To Huddle or Not To Huddle. That Is the Question.

Mark Potash at the Chicago Sun-Times addresses the advantages and disadvantages of running an no-huddle offense:

“The success of the hurry-up offense often is born of desperation. At the end of a half or the end of a game, with time running out, the two-minute drill can bring an offense to life.

“When executed properly, it creates the focus, timing and -momentum that give the offense the rhythm any quarterback or play-caller craves — forcing players to only react and giving coaches no time to over-think. And at the same time, it often leaves a defense in a state of frustration — huffing and puffing, on its heels and often a step behind on every play.”

“[Nick] Foles’ affinity for the tempo of the no-huddle has been a recurring theme since he replaced [Mitch Trubisky as the Bears’ starting quarterback.”

One of the things that Potash didn’t mention was that teams frequently go to the no-huddle at the end of games when not only is there a sense of desperation but the opposing defense is often in prevent mode where they are simply trying to avoid the big play. This makes for more apparent success.

Foles’ affinity for the no-huddle was probably born in the time he spent with former Eagles head coach Chip Kelly. The fact that Kelly is no longer a head coach in the NFL should tell you something about the long-term benefits of his offense.

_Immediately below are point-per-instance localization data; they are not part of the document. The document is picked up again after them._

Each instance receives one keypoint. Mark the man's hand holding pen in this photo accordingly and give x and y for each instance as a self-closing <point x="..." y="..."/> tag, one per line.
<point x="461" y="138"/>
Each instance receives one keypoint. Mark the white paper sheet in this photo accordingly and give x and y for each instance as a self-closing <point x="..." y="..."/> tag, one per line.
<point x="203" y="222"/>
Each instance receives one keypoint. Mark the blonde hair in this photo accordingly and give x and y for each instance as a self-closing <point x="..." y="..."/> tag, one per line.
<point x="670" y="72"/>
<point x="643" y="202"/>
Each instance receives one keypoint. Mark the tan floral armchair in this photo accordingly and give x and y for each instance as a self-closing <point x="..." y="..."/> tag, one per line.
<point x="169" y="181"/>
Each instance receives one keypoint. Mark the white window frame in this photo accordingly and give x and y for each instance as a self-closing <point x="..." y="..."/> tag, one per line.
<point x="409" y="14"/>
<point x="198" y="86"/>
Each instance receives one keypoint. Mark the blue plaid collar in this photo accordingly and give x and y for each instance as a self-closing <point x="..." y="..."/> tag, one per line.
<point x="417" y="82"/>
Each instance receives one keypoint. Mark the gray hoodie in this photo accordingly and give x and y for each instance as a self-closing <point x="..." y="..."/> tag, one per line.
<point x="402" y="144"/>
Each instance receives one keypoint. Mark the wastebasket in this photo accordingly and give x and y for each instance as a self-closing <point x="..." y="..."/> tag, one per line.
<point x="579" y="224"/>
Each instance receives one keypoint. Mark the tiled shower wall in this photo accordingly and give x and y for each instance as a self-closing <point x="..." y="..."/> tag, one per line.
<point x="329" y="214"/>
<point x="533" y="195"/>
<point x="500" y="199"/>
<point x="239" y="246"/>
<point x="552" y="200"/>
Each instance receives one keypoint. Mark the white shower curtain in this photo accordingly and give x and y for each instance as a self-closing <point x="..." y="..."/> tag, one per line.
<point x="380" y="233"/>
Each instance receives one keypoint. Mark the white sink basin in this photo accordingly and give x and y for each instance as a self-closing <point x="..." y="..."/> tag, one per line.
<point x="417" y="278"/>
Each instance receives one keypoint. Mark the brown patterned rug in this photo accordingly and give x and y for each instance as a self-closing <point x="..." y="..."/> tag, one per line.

The no-huddle is great if it works for all of the reasons Potash documented above. The problem is that when it doesn’t work it’s not the opposing defense that’s “huffing and puffing”. It’s your own guys, who you have thrown under the bus by giving them almost no rest on the side line while you used only seconds off the clock in a three and out.

Like most aspects of offensive play, the no-huddle is great if you have a good offense anyway. On the other hand, when you have an offense like the Bears, it can ruin the only good part of your team.

I like the way that head coach Matt Nagy is handling this. Foles obviously likes it and wants to do it and it can’t hurt too much to go ahead and do it occasionally as a change of pace and see if you can build some momentum. But don’t over do it or serious problems may ensue.